The clear favourite to win the gold medal in pairs on Wednesday, the duo skated a near-perfect routine in front of a wildly supportive hometown crowd.
Aliona Savchenko and Robin Szolkowy from Germany, also looking strong in their short program, came in second with a score of 79.64. The duo performed a routine inspired by the Pink Panther.
"We wanted to show that it was easy. We skated it for the fans," Savchenko says. "When you're having fun doing your routine and the audience goes with it, it just makes you feel good and less nervous."
Szolkowy says that "we had a good feeling, indeed the most important thing was to skate clean.
"We're glad that we did all our elements since we want to fight for the gold. The points don't matter for now. Let's see what comes out in the end."
Third-place went to another Russian duo of Ksenia Stolbova and Fedor Klimov, scoring 75.21. on their routine.
All three Canadian pairs also advanced to Wednesday's free skate finale.
Meagan Duhamel of St-Leonard, Que., and Eric Radford of Toronto finished their short program as the highest ranking Canadians of the night, scoring 72.21 and finishing in fifth place. The duo enjoyed a solid routine with only a minor mistake on a triple lutz spin.
Duhamel says it wasn't easy for her and Radford to skate right after eventual third-place finishers Stolbova and Klimov.
"It was very difficult to skate after the hometown team.
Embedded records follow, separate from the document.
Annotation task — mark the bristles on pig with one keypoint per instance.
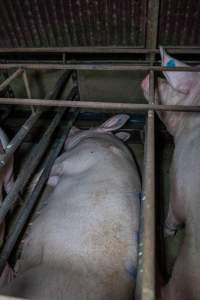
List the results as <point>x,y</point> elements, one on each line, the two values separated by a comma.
<point>182,88</point>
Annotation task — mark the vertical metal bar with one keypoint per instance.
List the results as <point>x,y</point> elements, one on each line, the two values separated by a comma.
<point>32,198</point>
<point>10,78</point>
<point>75,79</point>
<point>27,87</point>
<point>148,239</point>
<point>152,26</point>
It sounds like a hockey game out there," Duhamel says. "We made some minor mistakes, but I'm proud of what we were able to do in that circumstance."
"We want a medal really bad, but for us skating the free skate of a lifetime would be worth more than gold, Duhamel says.
Radford, who composed the pair's short program song in tribute to his late coach Paul Wirtz, says he "enjoyed every minute" of his short program experience.
"Being out there, every moment is an amazing and unforgettable memory."
Kirsten Moore-Towers of St. Catherines, Ont., and Dylan Moscovitch of Toronto placed sixth in their short program, scoring 70.92. The couple skated a solid routine as the final performers of the evening.
Moore-Towers says that she wasn't nervous heading out onto the ice.
"I think the real win tonight was how comfortable we were out there."
Moscovitch says that before the couple performed their short program routine, he told Moore-Towers to "leave everything we have on the floor, let's just leave it all out on the ice."
"We had a lot of fun out there," Moscovitch says.
Paige Lawrence of Kennedy, Sask., and Rudi Swiegers of Virden, Man., in their first Olympics, skated to a score of 58.97.
The couple's training has been hampered all season by injuries, with Lawrence saying she is about "80 per cent good" in her recovery from a leg injury. Lawrence touched down twice during the couple's routine, which led to their 13th place finish.